There has been some discussion in the comments of this PR for adding FreeBSD support about the fact that it is presently abusing the Glibc
module (which really should just be for systems that use Glibc, of which FreeBSD is not one).
During this discussion, the idea was again raised of having some kind of unified C library module so that users don't have to do
#if os(Linux)
import Glibc
#elseif os(macOS) || os(iOS) || ...
import Darwin
#elseif os(Windows)
import CRT
#else
#error We need a C library!
#endif
or similar in any file that needs the C library.
There are already two pitches on this topic. I don't want to hijack the FreeBSD PR and I don't want this discussion to be a pitch, because that would, I think, imply that someone might have time to work on it some time soon, which is not a given, but I do want to talk about what we should do about this problem and the current state of affairs, hence this thread.

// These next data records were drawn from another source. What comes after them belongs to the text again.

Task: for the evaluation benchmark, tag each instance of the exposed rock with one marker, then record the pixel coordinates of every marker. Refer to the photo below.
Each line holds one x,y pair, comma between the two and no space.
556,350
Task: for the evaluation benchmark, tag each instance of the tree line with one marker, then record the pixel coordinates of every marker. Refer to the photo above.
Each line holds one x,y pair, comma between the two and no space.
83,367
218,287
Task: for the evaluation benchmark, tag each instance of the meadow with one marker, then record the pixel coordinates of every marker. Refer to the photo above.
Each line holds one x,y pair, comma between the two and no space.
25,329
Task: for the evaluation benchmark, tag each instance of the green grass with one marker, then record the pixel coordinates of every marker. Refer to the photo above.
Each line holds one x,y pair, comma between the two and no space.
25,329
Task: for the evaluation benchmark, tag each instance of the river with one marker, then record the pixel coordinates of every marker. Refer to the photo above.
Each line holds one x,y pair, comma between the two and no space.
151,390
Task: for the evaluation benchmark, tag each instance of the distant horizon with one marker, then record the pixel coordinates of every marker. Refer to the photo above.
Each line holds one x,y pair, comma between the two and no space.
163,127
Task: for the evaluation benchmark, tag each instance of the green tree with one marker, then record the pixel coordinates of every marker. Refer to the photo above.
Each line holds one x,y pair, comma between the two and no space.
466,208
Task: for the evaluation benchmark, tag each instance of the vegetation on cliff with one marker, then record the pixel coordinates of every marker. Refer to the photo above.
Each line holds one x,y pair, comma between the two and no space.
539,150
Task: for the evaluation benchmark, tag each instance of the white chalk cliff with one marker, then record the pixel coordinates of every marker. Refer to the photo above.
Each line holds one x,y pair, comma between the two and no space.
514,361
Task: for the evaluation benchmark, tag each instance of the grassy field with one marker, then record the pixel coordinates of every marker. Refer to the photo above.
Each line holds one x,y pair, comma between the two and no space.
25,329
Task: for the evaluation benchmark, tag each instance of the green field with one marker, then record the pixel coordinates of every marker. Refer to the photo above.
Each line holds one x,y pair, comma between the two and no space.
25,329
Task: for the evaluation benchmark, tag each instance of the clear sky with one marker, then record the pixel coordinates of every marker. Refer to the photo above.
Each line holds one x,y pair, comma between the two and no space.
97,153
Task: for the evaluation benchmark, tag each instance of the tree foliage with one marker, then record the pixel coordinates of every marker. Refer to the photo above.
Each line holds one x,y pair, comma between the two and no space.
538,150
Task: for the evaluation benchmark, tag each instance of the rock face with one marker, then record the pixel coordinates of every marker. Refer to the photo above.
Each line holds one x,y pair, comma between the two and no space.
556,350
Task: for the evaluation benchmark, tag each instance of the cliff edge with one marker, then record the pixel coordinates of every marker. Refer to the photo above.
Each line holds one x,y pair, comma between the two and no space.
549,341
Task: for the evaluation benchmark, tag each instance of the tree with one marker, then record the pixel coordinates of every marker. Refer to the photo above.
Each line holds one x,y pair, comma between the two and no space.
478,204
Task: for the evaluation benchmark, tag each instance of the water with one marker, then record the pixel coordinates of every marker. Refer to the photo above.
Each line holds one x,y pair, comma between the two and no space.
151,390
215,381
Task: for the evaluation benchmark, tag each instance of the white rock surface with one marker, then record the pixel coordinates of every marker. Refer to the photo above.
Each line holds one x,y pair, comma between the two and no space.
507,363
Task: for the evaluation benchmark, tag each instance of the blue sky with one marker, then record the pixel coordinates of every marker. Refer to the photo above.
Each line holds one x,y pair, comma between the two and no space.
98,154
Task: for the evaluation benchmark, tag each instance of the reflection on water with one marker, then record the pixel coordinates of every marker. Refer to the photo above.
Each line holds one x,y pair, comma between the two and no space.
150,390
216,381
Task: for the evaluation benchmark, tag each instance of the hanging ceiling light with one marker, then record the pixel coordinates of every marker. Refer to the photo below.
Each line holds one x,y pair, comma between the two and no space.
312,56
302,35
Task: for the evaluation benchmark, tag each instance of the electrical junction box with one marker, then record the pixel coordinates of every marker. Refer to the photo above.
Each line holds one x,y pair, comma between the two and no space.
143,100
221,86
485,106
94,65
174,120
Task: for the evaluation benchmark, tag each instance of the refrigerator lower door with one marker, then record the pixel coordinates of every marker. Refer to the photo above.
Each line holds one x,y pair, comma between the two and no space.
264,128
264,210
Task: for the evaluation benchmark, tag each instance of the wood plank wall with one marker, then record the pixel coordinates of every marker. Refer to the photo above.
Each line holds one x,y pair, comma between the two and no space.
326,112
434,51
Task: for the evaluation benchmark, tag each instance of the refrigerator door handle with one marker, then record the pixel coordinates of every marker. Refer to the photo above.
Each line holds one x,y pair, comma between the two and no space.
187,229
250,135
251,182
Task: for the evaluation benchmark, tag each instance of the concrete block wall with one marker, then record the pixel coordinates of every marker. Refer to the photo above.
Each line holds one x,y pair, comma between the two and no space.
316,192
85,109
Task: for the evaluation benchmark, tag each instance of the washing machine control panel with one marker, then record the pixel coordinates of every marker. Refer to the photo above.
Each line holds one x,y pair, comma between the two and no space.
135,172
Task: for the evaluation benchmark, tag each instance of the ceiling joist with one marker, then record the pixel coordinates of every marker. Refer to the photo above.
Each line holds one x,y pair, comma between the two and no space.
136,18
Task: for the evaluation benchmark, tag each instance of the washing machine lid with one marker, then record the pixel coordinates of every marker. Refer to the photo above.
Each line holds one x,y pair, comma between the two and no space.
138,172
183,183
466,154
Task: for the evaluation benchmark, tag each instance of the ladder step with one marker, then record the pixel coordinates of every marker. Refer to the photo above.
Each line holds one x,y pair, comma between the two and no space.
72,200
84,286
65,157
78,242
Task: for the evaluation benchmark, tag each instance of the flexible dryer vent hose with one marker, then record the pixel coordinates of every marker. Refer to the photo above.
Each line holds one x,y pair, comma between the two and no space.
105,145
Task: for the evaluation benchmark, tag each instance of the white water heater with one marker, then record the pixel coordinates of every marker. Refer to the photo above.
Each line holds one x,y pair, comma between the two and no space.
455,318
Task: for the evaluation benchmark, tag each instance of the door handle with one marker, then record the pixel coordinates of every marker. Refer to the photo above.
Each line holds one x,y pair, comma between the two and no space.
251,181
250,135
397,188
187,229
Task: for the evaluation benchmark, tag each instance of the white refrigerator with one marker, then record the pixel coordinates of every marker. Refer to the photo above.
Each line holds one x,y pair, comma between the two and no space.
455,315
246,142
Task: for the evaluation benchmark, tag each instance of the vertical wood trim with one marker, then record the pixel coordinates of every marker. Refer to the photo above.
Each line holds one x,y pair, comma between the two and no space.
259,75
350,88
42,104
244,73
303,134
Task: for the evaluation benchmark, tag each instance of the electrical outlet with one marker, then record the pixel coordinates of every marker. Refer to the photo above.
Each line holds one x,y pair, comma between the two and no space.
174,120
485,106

I think the people pitching the idea of having some portable C standard library module are right to argue for that. Right now, even after doing the dance above, it's still hard to use C library functions because of types being imported differently — e.g. FILE *
can be imported as OpaquePointer
, or as UnsafeMutablePointer<FILE>
, or indeed as UnsafeMutablePointer<FILE>?
, and exactly which you get depends on precisely how the C library in question defined the type. This makes it difficult to portably use C library functions that, on the C side, are perfectly portable.

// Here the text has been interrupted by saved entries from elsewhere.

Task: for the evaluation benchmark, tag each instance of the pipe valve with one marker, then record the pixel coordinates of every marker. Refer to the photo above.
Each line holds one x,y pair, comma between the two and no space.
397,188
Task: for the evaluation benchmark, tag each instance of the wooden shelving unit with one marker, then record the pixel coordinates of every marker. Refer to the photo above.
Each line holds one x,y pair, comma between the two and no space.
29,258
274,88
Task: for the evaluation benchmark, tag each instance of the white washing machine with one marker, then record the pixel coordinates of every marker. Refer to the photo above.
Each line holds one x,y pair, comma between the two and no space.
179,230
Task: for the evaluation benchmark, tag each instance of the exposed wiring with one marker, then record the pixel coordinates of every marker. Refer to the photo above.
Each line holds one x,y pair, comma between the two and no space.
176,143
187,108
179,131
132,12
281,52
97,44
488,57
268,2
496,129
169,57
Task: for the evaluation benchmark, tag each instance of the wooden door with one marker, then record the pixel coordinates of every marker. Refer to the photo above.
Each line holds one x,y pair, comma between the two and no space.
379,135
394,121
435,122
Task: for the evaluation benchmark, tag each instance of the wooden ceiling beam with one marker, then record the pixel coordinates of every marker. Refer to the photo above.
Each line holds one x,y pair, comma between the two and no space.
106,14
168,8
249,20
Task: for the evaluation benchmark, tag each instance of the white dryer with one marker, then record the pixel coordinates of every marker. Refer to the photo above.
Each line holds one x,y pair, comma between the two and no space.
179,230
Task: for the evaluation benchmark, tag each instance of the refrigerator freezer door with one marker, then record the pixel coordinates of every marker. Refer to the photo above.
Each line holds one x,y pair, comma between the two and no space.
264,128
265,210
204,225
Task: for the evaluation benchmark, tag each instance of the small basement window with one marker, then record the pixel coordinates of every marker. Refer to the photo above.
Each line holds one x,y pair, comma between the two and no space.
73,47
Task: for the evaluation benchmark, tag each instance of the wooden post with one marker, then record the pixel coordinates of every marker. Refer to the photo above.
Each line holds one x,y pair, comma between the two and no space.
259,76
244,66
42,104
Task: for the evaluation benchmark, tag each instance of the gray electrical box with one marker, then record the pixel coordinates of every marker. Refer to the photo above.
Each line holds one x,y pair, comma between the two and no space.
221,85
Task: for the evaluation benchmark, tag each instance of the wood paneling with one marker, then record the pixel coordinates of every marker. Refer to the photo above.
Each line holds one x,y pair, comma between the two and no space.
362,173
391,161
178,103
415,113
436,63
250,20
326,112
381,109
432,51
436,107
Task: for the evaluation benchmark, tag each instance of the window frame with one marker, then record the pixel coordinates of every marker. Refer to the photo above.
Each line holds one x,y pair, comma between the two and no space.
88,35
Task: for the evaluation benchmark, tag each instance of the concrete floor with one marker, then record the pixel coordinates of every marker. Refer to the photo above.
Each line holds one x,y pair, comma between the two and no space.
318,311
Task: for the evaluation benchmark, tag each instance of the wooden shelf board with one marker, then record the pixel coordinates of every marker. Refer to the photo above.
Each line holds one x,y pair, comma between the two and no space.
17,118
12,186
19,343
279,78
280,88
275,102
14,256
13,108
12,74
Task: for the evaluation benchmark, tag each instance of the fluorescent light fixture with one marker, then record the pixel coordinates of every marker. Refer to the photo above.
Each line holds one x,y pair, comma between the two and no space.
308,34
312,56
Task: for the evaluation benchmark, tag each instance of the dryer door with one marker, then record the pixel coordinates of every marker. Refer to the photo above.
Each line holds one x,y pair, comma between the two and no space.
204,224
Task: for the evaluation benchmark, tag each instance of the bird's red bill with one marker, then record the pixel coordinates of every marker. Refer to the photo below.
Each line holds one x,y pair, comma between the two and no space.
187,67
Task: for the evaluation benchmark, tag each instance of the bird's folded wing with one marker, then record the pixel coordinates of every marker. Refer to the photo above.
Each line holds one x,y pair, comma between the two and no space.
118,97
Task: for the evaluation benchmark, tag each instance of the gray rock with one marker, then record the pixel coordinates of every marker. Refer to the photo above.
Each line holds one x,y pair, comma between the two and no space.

The reason for this thread is that although I like the idea of having a portable C standard library module (or modules, actually), it is sadly a lot harder to do that than it looks.
In particular, the way Clang modules work, each C type is defined by exactly one module. Thus if the C library headers declare FILE
, then the module in the C library that defines FILE
must be the only source of a type called FILE
. If another FILE
type is declared elsewhere and some code tries to use it, that will result in compiler errors (e.g. complaining that FILE
was expected to be in Darwin.stdio_h
but was found instead in Libc
or vice-versa). We could in principle define a Swift interface to the C library that contains Swift definitions of all of the relevant functions and types — but then we have another issue, namely what you do if you are trying to interact with some third-party C code that hands you e.g. a FILE *
, which will be whatever the underlying C library defined it as and not necessarily whatever the handwritten Swift bindings have settled upon.
There is a related problem, namely that the Glibc headers in particular are a long way from being properly modularizable, with the result that the Glibc
module is actually quite broken, and this is hard to fix. For the Static SDK for Linux, we actually process the Musl headers slightly in order to make them modularisation-friendly, and it seems not unlikely that we will need to adopt a similar approach for Glibc, though that is also tricky because with the Static SDK we actually ship the headers, whereas for Glibc we need to start with whatever is on the system we're building on. (There is precedent for this approach — for years GCC did precisely this when installing on various proprietary UNIX platforms, running a header-fixing script and generating its own copy of the system headers that took precedence in the include path over the system installed ones.)
I would very much like, personally, to have the ability to do things like
import C99 // Or C11, or C23
to get a standardised interface for the functions and types declared in the relevant C standard. I would also like to see something like
import CExtensions
that gets you the set of common C extensions that are available basically everywhere (e.g. strdup
, strcasecmp
), but with any naming differences erased (so, e.g. strcasecmp
would work on Windows, even though the function there is called _stricmp
); there is quite a sizeable set of these that work essentially identically across the various UNIX platforms and indeed also on DOS/Windows.
A similar strategy could be used for e.g. the POSIX API, though that one is rather larger and might need to be broken up into submodules for performance reasons.
But we need to think carefully about how we would go about implementing this. It is, sadly, very much not as simple as slapping together some new headers and writing a quick module map.
Addendum: There was a suggestion in the PR comments that this is something the Platform Steering Group should take on. PSG is clearly interested in it, but does not, on its own, work directly on things like this — for that, we would need to start a Working Group which would consist of various interested parties, in this case very likely including some PSG members but also clearly members of the wider community.